Il Basilico dei cantieri d'epoca. La Roma “diversa” nelle fotografie del maestro milanese

Giulio Silvano

Viaggio nella mostra "Gabriele Basilico, Roma" a Palazzo Altemps per riscoprire una città che non c'è più, ormai diventata il paradiso degli umaréll

Tra le fotografie della mostra “Gabriele Basilico, Roma” aperta da poco a Palazzo Altemps, ce n’è una che ha un particolare magnetismo. E’ la foto del 1989 della Colonna Traiana, monumento coclide eretto per celebrare la conquista della Dacia da parte delle truppe imperiali, coperta, da impalcature per la sua ristrutturazione. Si potrebbe forse pensare che il fotografo milanese fosse talmente bravo da rendere affascinanti anche le impalcature, o che le impalcature di allora fossero, sebbene meno sicure, più belle di quelle di oggi, senza bendaggi lacerati e banner pubblicitari di Immobiliare.it, ma non è solo questo. E’ l’unicità. 

 

Fra tutta la Roma che Basilico fotografa negli ultimi decenni del ’900 l’impalcatura è un’eccezione. Se oggi Basilico, o un suo fantasma, si ritrovasse a scattare negli stessi luoghi, la rarità sarebbe invece vedere una piazza sgombra, una facciata libera, una fontana disadorna. Oggi, in un modo che appare ancora più massiccio dell’era d’oro delle fasciature da bonus grillino, la capitale è di nuovo tutto un cantierone per il “Giubileo della speranza”. I silos verdi (fino a poche settimane fa), astronave polverosa di piazza Venezia per la nuova stazione metro, riescono a rendere sobrio e minuto l’altare della patria. Il Palazzaccio tutto fasciato sembra l’ultima opera di un Christo svogliato. Fontana di Trevi è sostituita da una piscina gonfiabile dove lanciare i centesimi. Piazza dei Cinquecento sembra il set di un disaster movie. In quello che diventa il sottopasso per San Pietro si continuano a trovare reperti archeologici, Roma si riconferma matriosca infinita della storia. I turisti si lamentano e fanno foto in punta di piedi oltre le reti e i pannelli in compensato. “Cosa siamo venuti a fare?”, si chiedono, “volevamo vedere Roma, vediamo le betoniere”. Pedonalizzazioni e restauri.

     

In primavera il primo cittadino Gualtieri con l’elmetto andava a far vedere i lavori su TikTok, tra mucchi di calce, gilet catarifrangenti e bagni chimici, forse sperando di attrarre il voto dei pensionati appassionati. La città oggi è un paradiso degli umaréll.

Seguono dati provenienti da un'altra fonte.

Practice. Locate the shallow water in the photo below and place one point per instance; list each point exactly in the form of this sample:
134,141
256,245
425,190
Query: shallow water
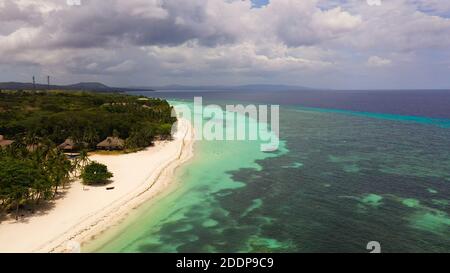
340,180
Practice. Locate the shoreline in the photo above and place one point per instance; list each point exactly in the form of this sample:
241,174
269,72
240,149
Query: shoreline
85,212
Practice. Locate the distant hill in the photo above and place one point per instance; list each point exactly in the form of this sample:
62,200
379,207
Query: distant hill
85,86
249,87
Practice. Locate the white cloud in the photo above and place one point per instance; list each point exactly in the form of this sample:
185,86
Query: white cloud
375,61
219,39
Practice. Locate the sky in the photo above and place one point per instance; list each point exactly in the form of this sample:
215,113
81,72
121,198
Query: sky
338,44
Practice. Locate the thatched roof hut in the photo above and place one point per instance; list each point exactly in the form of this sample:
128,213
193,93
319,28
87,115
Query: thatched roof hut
4,142
111,143
70,145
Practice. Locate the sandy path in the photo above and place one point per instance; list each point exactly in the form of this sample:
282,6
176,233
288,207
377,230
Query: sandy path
83,212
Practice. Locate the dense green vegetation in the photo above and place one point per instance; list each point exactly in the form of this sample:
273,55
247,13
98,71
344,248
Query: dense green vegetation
32,169
26,177
95,173
84,117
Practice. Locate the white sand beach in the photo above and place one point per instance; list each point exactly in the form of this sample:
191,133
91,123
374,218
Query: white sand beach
84,211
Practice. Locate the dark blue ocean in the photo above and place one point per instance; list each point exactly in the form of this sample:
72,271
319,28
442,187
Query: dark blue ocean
356,166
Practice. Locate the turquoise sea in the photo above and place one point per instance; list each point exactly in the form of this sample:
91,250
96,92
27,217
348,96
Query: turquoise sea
341,178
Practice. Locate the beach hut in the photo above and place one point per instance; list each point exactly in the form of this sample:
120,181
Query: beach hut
4,142
70,145
111,143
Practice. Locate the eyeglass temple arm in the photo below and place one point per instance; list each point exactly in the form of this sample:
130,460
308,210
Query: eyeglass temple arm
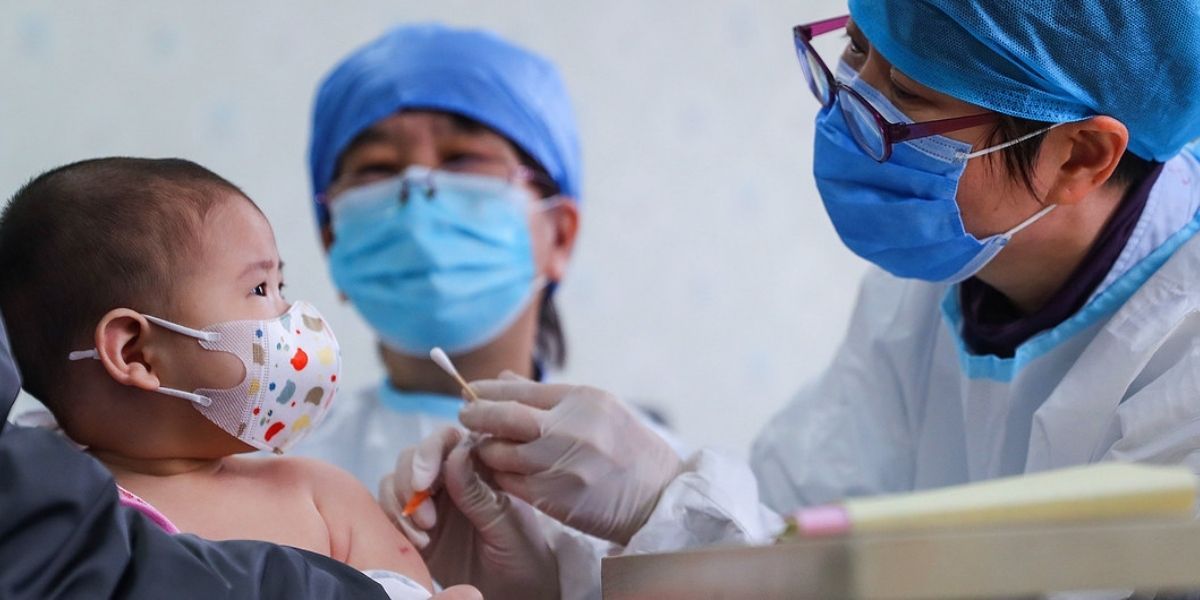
909,131
822,27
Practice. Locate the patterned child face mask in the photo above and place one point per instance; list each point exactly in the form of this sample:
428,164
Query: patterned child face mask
292,370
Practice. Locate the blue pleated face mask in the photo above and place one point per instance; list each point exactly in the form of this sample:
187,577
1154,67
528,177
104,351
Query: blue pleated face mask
901,215
436,259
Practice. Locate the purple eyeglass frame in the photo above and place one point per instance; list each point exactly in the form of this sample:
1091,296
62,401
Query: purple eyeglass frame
891,132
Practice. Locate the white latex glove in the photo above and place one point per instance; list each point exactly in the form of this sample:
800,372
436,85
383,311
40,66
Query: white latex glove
459,593
575,453
472,533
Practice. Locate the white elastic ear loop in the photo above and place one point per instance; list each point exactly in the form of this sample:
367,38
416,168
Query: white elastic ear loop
967,156
1030,221
207,336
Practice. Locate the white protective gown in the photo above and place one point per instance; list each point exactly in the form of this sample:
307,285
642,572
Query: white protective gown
904,406
365,432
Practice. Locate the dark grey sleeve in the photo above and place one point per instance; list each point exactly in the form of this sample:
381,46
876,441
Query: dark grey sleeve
63,534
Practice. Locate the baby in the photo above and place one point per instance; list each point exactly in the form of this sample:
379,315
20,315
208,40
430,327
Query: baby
145,309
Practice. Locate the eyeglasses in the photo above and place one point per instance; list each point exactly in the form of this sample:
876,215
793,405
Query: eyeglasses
490,171
874,133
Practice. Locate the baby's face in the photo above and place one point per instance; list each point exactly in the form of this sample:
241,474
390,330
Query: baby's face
235,275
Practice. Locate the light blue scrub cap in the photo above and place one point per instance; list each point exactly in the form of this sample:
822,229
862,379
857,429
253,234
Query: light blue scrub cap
469,72
1054,60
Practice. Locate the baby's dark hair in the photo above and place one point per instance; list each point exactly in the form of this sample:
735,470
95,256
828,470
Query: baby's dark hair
83,239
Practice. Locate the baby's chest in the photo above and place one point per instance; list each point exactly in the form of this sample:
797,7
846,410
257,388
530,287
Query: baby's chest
244,513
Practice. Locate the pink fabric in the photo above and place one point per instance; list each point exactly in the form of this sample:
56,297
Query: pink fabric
132,501
821,521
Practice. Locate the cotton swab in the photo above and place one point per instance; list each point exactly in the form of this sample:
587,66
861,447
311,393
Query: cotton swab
442,360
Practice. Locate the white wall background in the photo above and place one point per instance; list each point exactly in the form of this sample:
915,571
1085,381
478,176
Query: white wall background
708,280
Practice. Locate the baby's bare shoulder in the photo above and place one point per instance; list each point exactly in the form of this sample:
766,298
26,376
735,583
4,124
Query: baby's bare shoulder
319,477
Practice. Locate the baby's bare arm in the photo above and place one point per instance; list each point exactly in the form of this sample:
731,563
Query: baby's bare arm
360,534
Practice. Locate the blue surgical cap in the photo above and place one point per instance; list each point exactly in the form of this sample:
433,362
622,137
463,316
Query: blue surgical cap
473,73
1054,60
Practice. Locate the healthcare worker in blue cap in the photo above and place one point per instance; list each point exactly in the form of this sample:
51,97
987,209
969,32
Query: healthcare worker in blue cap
445,169
1020,174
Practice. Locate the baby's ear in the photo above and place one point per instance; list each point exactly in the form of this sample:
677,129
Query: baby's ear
121,347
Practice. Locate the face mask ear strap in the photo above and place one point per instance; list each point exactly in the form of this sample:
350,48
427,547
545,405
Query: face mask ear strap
967,156
1030,221
204,401
207,336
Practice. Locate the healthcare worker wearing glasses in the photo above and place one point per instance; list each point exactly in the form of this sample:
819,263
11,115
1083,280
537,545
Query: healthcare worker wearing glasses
445,168
1020,175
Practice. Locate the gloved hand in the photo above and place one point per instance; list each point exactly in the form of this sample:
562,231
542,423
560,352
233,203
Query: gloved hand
457,593
467,532
575,453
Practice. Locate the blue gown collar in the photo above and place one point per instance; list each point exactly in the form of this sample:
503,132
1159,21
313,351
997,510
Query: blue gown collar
419,402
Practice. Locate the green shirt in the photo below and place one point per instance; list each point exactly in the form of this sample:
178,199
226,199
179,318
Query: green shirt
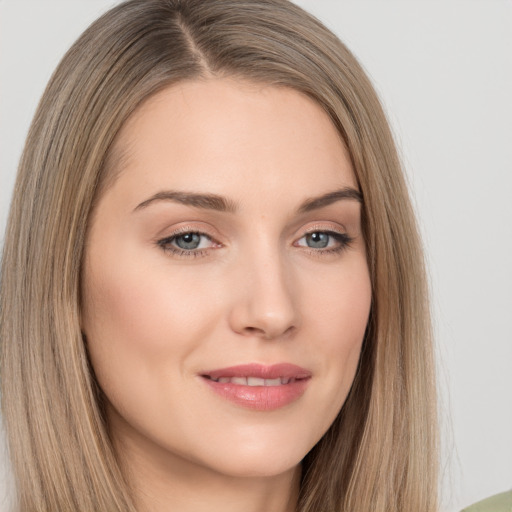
499,503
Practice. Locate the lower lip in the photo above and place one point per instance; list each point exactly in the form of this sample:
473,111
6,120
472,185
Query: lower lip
259,398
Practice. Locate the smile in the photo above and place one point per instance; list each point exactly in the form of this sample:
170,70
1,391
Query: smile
255,381
259,387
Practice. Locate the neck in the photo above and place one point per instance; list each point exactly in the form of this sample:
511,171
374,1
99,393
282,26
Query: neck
161,482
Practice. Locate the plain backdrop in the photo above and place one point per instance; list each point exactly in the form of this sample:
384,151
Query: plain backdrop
444,72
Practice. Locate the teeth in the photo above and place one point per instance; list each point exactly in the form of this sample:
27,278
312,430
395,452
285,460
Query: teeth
255,381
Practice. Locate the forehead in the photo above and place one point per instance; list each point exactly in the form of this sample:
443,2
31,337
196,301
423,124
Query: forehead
228,136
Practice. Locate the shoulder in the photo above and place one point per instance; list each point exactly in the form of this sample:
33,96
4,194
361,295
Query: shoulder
498,503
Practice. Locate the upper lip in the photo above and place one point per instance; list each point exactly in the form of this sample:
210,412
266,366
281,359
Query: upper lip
274,371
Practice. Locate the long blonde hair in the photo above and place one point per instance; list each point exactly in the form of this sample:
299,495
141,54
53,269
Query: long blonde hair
381,452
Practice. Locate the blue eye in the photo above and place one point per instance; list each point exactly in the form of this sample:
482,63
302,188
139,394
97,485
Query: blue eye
317,240
186,244
325,241
188,241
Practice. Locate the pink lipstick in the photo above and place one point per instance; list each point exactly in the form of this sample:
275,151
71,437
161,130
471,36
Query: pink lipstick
259,387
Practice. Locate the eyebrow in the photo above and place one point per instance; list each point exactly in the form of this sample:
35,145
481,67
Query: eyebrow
222,204
315,203
206,201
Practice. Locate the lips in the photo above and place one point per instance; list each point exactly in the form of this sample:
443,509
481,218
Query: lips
259,387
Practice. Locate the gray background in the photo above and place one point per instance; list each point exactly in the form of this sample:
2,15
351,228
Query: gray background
444,72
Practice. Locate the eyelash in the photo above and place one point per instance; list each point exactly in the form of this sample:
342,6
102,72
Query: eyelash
343,239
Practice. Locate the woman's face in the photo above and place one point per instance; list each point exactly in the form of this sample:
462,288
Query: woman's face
225,288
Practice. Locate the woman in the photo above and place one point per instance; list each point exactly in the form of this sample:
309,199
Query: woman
213,292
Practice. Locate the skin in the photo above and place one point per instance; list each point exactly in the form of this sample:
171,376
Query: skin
253,291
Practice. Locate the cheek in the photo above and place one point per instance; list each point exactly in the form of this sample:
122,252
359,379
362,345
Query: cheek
136,316
341,316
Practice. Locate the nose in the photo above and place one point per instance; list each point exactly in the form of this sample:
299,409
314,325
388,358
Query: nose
265,305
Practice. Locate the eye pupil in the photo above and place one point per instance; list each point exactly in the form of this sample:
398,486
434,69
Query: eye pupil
188,241
317,240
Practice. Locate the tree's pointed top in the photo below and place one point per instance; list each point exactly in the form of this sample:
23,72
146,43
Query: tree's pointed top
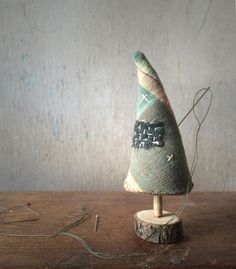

Possiamo godercela quindi un po’ più vuota guardando le foto di Basilico, che, come scrive il ministro della Cultura nella prefazione del catalogo, riesce a fissare “l’antico e il moderno che insieme alimentano l’unicità monumentale”. Nostalgia quindi di pulizia e vuotezza, grandiosità mista tra razionalismo e cesarismo, Ara Coeli e Adalberto Libera, la splendida Stazione Termini senza file rabbiose per i taxi, acquedotti da capriccio e parallelepipedi da pubblicità, sassi, erbacce e Renzo Piano, e poi il biondo Tevere da dove tutto nacque. E c’è pure la tangenziale sopraelevata della Prenestina che qui, in bianco e nero, appare romantica – precoce esaltazione del periferico Pigneto che qui sembra quasi bello.